Attorneys for Dijon Kizzee’s family say he was shot at 15 times as he ran away

Residents face off with L.A. County sheriff's deputies hours after the killing of Dijon Kizzee in South L.A.
Residents face off with L.A. County sheriff’s deputies hours after the killing of Dijon Kizzee in South L.A.
(Robert Gauthier/Los Angeles Times)

Attorneys representing the family of Dijon Kizzee said Wednesday that he was shot at 15 times by Los Angeles County sheriff’s deputies in Westmont as he ran away during a stop for bicycle code violations.

“Dijon Kizzee did not deserve to be executed like this in cold blood, as he was running away,” said Ben Crump, a prominent national civil rights attorney who also represents the family of George Floyd, who was killed by police in Minneapolis, and Jacob Blake, who was paralyzed after getting shot multiple times by police in Kenosha, Wis.

The family’s attorneys said that law enforcement officers will often use bicycle code violations as a pretext to justify a stop when a shooting or other use of force has occurred.


“That could be something as benign as riding his bicycle on the sidewalk or against traffic,” said attorney Carl Douglas. “You never see anyone in the Westside of Los Angeles stopped for a code violation. You never see anybody in Beverly Hills or Santa Monica stopped for a code violation.”

Attorney Dale Galipo said Kizzee was shot in the back — while visibly unarmed and moving away — without any commands or verbal warning.

“Another reckless, unnecessary shooting of a person of color,” he said. “One has to wonder: How long is this gonna go on? And why is it continuing to go on, day after day, week after week? How many families are watching right now concerned that their children, their loved ones are gonna be the next victims?”

Coroner’s officials determined that Kizzee died of gunshot wounds. The full autopsy report will show how many times he was struck and where on his body.

Kizzee’s death is the second fatal shooting involving deputies in three months within a block in the Westmont neighborhood. Relatives and activists have demanded that those involved be arrested and prosecuted. The Sheriff’s Department said both deputies have been removed from the field pending review of the incident. Their names have not been released.

The Sheriff’s Department said the encounter Monday afternoon began when two deputies from the South Los Angeles station spotted a man, later identified by coroner’s officials as Kizzee, riding a bicycle in violation of vehicle codes. Lt. Brandon Dean said he didn’t know which codes were allegedly violated.


Deputies attempted to contact Kizzee, but he dropped the bicycle and ran, and deputies gave chase, Dean said. Deputies again tried to make contact in the 1200 block of West 109th Place, and Dean said Kizzee punched one of them in the face.

Kizzee then dropped a jacket he had been carrying, and a black handgun fell to the ground, officials said. The Sheriff’s Department said Tuesday evening that Kizzee “made a motion toward” the gun, and the deputies opened fire, killing him.

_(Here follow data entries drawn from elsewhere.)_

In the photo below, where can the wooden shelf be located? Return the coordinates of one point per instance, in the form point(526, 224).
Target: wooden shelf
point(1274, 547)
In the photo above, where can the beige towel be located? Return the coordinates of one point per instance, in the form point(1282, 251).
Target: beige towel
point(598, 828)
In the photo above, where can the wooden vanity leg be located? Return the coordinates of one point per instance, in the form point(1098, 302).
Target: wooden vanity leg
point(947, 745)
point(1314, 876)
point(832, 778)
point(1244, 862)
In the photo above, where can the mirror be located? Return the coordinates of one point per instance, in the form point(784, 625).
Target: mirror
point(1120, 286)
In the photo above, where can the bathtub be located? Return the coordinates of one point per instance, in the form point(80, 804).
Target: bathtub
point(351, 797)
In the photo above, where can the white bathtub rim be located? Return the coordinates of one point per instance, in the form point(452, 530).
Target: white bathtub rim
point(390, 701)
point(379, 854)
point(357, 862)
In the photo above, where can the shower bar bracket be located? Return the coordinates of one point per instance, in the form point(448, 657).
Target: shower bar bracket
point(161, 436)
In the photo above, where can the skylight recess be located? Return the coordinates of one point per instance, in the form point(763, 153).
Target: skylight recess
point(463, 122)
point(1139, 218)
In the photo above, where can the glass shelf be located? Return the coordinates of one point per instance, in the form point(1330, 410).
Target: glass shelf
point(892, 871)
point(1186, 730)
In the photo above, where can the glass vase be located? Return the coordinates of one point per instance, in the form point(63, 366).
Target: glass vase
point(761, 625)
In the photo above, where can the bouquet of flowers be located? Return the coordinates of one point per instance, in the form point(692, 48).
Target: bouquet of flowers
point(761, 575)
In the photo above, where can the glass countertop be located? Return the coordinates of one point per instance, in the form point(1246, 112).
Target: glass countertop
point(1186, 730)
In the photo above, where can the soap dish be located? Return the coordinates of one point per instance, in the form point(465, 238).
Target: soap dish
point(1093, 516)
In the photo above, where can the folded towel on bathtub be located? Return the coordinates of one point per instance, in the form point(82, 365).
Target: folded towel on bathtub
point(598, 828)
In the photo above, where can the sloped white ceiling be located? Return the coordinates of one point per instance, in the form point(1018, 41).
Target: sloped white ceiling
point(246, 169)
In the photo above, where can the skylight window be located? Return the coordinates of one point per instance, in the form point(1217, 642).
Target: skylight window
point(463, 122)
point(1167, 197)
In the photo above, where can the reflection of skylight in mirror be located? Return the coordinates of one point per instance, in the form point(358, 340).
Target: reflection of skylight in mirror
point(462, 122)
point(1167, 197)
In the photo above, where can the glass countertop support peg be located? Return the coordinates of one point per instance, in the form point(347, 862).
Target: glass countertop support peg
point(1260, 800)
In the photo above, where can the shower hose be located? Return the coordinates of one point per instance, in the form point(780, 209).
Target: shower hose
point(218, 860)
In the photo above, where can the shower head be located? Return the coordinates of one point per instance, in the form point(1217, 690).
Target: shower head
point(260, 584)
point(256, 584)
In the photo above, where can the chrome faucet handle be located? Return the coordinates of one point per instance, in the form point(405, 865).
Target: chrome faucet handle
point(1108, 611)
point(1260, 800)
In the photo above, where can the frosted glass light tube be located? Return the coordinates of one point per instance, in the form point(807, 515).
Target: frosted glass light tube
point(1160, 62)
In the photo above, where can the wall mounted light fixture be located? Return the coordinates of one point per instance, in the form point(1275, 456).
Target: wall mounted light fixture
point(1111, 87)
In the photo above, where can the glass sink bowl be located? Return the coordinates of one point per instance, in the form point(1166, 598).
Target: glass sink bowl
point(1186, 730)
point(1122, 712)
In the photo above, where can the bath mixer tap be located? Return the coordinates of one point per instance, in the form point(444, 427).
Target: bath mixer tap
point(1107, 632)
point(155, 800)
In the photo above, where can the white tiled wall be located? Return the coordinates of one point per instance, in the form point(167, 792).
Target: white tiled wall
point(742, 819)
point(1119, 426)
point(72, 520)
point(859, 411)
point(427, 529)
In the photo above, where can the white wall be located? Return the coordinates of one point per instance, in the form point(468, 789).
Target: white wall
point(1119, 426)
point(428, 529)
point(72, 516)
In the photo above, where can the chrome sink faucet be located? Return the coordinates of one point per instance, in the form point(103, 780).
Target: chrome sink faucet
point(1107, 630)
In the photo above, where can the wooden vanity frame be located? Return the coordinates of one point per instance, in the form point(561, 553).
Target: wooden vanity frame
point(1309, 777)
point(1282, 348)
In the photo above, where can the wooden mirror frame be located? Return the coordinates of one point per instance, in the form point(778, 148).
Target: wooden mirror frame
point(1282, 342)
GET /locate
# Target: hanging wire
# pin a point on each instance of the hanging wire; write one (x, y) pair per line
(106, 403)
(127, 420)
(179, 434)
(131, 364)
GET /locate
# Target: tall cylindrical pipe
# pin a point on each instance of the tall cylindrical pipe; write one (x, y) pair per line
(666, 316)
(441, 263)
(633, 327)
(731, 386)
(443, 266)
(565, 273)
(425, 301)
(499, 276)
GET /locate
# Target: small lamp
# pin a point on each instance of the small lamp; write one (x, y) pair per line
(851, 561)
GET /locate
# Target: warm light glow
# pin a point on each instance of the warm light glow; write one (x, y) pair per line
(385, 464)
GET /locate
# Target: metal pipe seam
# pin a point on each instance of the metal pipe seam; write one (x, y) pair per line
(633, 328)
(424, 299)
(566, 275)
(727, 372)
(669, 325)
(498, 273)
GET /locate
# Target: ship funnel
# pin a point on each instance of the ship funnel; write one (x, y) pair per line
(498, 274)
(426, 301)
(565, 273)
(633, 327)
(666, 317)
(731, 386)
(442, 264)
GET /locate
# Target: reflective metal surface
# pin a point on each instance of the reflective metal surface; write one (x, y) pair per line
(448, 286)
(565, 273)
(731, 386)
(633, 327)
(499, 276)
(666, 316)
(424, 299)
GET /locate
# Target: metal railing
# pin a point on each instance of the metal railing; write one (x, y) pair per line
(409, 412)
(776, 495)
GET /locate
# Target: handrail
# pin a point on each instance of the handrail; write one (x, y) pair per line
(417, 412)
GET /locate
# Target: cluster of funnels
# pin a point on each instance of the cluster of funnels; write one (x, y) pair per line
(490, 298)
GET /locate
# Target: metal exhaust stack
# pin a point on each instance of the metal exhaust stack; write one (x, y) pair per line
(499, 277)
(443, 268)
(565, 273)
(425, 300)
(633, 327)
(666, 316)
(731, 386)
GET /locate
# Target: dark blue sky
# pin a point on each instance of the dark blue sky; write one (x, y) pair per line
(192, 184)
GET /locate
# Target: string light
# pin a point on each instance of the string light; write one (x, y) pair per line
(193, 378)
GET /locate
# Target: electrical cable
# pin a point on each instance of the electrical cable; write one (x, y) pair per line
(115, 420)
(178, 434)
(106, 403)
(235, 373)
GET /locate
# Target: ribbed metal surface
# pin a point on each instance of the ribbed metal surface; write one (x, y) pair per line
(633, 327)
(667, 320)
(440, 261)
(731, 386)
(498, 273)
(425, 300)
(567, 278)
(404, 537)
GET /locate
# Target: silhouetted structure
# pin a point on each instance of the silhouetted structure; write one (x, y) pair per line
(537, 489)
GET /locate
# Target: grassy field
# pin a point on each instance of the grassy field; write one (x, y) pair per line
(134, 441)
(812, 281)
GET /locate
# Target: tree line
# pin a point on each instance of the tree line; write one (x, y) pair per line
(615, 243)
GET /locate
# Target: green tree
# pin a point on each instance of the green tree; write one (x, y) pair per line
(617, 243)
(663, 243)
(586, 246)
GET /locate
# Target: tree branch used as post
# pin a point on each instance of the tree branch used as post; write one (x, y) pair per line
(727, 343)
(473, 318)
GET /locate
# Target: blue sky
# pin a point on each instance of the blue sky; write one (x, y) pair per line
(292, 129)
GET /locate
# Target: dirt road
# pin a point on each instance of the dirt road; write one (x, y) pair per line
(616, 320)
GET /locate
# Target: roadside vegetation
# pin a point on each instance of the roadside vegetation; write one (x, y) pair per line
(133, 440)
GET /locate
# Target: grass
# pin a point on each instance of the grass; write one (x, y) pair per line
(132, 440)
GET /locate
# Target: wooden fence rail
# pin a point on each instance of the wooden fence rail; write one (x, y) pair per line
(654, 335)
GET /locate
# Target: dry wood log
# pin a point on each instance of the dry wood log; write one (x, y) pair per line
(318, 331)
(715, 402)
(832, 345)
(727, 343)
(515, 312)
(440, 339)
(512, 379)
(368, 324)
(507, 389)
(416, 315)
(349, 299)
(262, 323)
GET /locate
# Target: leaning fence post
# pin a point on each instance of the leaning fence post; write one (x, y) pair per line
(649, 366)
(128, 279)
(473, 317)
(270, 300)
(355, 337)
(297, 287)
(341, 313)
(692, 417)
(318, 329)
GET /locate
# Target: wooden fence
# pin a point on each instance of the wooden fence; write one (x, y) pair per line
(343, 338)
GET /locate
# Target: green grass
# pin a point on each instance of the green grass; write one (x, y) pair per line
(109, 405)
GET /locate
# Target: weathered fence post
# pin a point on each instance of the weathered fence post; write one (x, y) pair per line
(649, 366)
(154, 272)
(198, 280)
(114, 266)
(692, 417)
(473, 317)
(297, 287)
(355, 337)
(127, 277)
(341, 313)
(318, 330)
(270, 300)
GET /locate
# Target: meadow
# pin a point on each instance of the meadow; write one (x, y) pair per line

A grainy video of the incident obtained by The Times shows a physical altercation between Kizzee and the deputies before Kizzee tries to get away and falls to the ground. A wall and fencing obscures the full scene, including where Kizzee’s jacket falls.

Another video reviewed by The Times showed Kizzee walking away from deputies moments earlier. That same video then cuts to deputies with guns drawn over his body.

A third video, from the front door camera at one resident’s home, recorded sounds of 15 gunshots over a 10-second period but did not show the actual shooting.

Dean said he did not know how many times Kizzee was shot. Sheriff’s officials said a handgun was recovered at the scene.